La lámina orienta el espacio marítimo y terrestre mediante una rosa de los vientos dibujada sobre el agua, de la que parten líneas de rumbo para la navegación.
En el sector inferior derecho, sobre la superficie del mar, aparece dibujado con detalle un barco de vela de la época.
El mapa plasma con rigor la interacción entre el medio natural y el asentamiento urbano. Mediante sombreados se representan las elevaciones de la orografía que rodean la ciudad, destacando el monte del Castillo de Gibralfaro a la derecha y los relieves circundantes. El río Guadalmedina cruza el mapa longitudinalmente, sirviendo de línea divisoria entre el centro histórico y las zonas de expansión y huertas a su izquierda. El trazado costero muestra la dársena portuaria y la estructura de los muelles de abrigo penetrando en el mar Mediterráneo.
El plano destaca por ofrecer un detallado mapa de la trama urbana de Málaga a finales del siglo XVIII. Muestra las calles identificadas con sus correspondientes nombres, la numeración de las manzanas mediante caracteres romanos y la demarcación precisa de las antiguas murallas que cerraban la ciudad. El centro urbano denso contrasta con los arrabales y las parcelas agrícolas contiguas, perfectamente parceladas.

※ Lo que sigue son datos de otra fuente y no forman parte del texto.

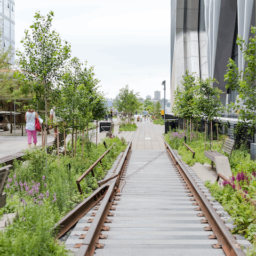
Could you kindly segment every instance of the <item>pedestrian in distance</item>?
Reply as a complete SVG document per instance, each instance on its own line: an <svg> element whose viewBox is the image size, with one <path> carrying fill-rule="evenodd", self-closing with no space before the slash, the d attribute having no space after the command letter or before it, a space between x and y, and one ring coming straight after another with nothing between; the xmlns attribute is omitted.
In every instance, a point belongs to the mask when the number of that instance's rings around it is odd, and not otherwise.
<svg viewBox="0 0 256 256"><path fill-rule="evenodd" d="M35 112L33 105L30 105L28 111L25 114L25 129L28 133L28 143L29 147L31 147L31 144L32 143L32 137L33 137L33 142L35 144L35 146L36 146L37 142L36 133L37 131L36 130L35 122L36 118L38 118L37 113Z"/></svg>
<svg viewBox="0 0 256 256"><path fill-rule="evenodd" d="M111 108L110 108L110 110L109 111L109 119L112 120L113 119L113 110Z"/></svg>
<svg viewBox="0 0 256 256"><path fill-rule="evenodd" d="M146 116L147 115L147 111L146 111L146 109L144 109L142 113L143 115L144 116L144 120L146 120Z"/></svg>

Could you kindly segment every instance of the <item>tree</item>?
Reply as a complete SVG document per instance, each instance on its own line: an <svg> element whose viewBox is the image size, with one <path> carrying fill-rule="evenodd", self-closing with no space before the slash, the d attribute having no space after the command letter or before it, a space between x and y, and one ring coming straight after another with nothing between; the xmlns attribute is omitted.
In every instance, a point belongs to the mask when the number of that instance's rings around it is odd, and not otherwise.
<svg viewBox="0 0 256 256"><path fill-rule="evenodd" d="M47 124L47 99L50 98L54 86L59 83L65 61L69 58L70 46L62 42L58 33L51 30L53 12L46 17L40 12L36 13L36 21L30 26L31 35L25 30L25 37L21 41L24 52L17 51L17 63L22 73L18 77L27 81L33 81L34 90L45 101L45 123Z"/></svg>
<svg viewBox="0 0 256 256"><path fill-rule="evenodd" d="M55 90L54 104L59 117L72 128L72 156L75 130L84 131L104 106L103 97L97 91L99 81L93 78L94 75L93 67L84 68L78 59L74 58L65 68L61 86Z"/></svg>
<svg viewBox="0 0 256 256"><path fill-rule="evenodd" d="M239 70L235 61L229 59L224 81L228 82L226 89L237 90L239 98L229 107L235 110L241 108L239 118L249 125L249 132L253 136L256 130L256 27L252 26L251 31L253 35L249 44L245 44L242 37L238 36L236 40L246 62L245 71Z"/></svg>
<svg viewBox="0 0 256 256"><path fill-rule="evenodd" d="M120 90L118 95L114 102L114 105L119 112L128 115L129 122L131 123L132 116L135 110L141 105L139 93L134 93L133 90L129 91L128 85Z"/></svg>

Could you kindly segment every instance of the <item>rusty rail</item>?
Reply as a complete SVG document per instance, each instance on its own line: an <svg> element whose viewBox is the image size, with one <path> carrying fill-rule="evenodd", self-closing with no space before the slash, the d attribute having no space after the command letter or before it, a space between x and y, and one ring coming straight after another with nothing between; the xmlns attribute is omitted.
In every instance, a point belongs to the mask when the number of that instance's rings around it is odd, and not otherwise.
<svg viewBox="0 0 256 256"><path fill-rule="evenodd" d="M229 179L226 178L223 175L221 174L221 173L218 173L218 177L217 177L217 179L216 181L219 181L219 180L220 178L221 178L223 180L226 180L226 181L229 181L230 182L231 186L233 186L233 185L234 185L234 183L233 182L231 182ZM244 195L245 195L245 194L244 194L243 191L241 190L241 189L240 189L240 188L239 187L238 187L237 185L235 185L235 188L236 190L238 191L238 192L239 191L241 192ZM253 203L254 205L256 205L256 201L255 201L254 200L252 200L251 198L245 198L245 200L246 201L250 201L252 203Z"/></svg>
<svg viewBox="0 0 256 256"><path fill-rule="evenodd" d="M103 227L104 222L106 221L108 222L111 221L111 220L107 219L106 218L112 205L112 201L115 194L116 192L119 191L118 186L120 179L131 152L132 140L134 134L128 144L124 156L117 169L116 174L114 174L109 179L102 181L105 183L108 182L106 184L109 185L108 190L101 202L100 206L92 220L85 237L81 243L76 245L77 247L79 248L76 254L76 256L92 256L95 248L102 249L104 247L104 244L100 244L98 243L98 241L100 235L100 231ZM105 186L106 185L102 186L102 187ZM101 187L100 187L100 188ZM106 238L106 236L104 238Z"/></svg>
<svg viewBox="0 0 256 256"><path fill-rule="evenodd" d="M86 177L86 176L90 173L90 172L91 172L92 176L94 177L94 173L93 173L93 168L99 163L101 163L101 160L102 158L107 155L110 150L110 149L114 147L114 146L115 144L114 144L113 146L111 146L106 152L105 152L98 159L98 160L95 162L93 164L91 165L87 170L83 173L83 174L80 176L77 180L76 180L76 184L77 185L77 187L78 188L78 190L81 194L81 195L83 194L83 191L82 191L81 187L80 186L80 182Z"/></svg>
<svg viewBox="0 0 256 256"><path fill-rule="evenodd" d="M212 230L219 243L213 245L214 248L222 248L228 256L245 255L240 245L233 237L218 214L204 195L181 162L176 156L166 141L163 138L167 151L174 161L179 172L188 187L190 191L198 204L198 209L202 210L205 217L205 221L209 224L209 230ZM194 201L194 198L192 199Z"/></svg>

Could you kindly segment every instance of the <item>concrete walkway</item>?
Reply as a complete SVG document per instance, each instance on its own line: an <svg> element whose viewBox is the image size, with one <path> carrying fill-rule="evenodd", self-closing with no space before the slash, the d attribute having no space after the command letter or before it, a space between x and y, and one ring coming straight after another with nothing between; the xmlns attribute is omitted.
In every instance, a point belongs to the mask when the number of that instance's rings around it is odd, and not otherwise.
<svg viewBox="0 0 256 256"><path fill-rule="evenodd" d="M164 150L165 147L159 132L148 119L137 124L132 143L132 150Z"/></svg>

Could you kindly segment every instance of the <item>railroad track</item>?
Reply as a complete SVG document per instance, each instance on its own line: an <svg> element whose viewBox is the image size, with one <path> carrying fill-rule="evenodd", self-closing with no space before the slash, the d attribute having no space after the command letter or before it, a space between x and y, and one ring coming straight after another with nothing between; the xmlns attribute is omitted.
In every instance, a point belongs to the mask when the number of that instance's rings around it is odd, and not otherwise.
<svg viewBox="0 0 256 256"><path fill-rule="evenodd" d="M167 143L132 151L132 140L111 177L55 227L60 237L78 222L67 241L75 255L245 255L226 213Z"/></svg>

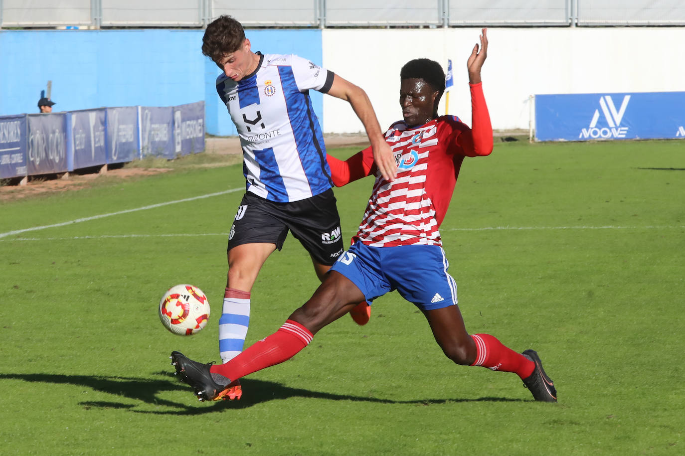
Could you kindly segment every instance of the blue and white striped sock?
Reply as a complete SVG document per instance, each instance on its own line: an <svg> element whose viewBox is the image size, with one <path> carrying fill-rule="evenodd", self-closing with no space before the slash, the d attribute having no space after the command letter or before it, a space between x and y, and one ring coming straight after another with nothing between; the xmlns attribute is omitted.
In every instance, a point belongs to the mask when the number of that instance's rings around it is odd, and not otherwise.
<svg viewBox="0 0 685 456"><path fill-rule="evenodd" d="M250 324L250 294L226 288L219 320L219 351L226 363L242 351Z"/></svg>

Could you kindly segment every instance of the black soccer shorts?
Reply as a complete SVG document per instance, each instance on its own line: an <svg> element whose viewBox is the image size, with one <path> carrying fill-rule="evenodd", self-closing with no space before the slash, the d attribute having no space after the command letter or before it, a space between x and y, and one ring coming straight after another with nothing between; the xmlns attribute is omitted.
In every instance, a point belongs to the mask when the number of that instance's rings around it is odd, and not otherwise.
<svg viewBox="0 0 685 456"><path fill-rule="evenodd" d="M345 250L333 190L292 203L276 203L247 192L228 235L228 250L243 244L275 244L278 250L290 230L321 264L332 266Z"/></svg>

Toda la franja del margen derecho se dedica a un completo aparato explicativo y gráfico. En la zona superior derecha se ubica una extensa nota descriptiva que expone las características geográficas, puertas de acceso, fuentes, plazas y edificios más representativos. Bajo el texto principal se añade una leyenda que cataloga con nombres y códigos las calles principales e hitos urbanos. Inmediatamente debajo de la leyenda explicativa se inserta una vista panorámica de la ciudad vista desde el mar, donde se perfila la silueta urbana con la presencia de navíos surcando las aguas en primer término.
El plano de Carrión de Mula de 1791 representa un logro de la cartografía urbana ilustrada. Su significación técnica radica en reunir en un mismo soporte un plano catastral de manzanas numeradas, un alzado gráfico de la fachada marítima y una síntesis corográfica en texto. Al delimitar la trama amurallada, el uso del suelo periférico y la infraestructura del puerto, la obra proporciona un registro bidimensional de la geografía y el patrimonio arquitectónico de la Málaga del siglo XVIII.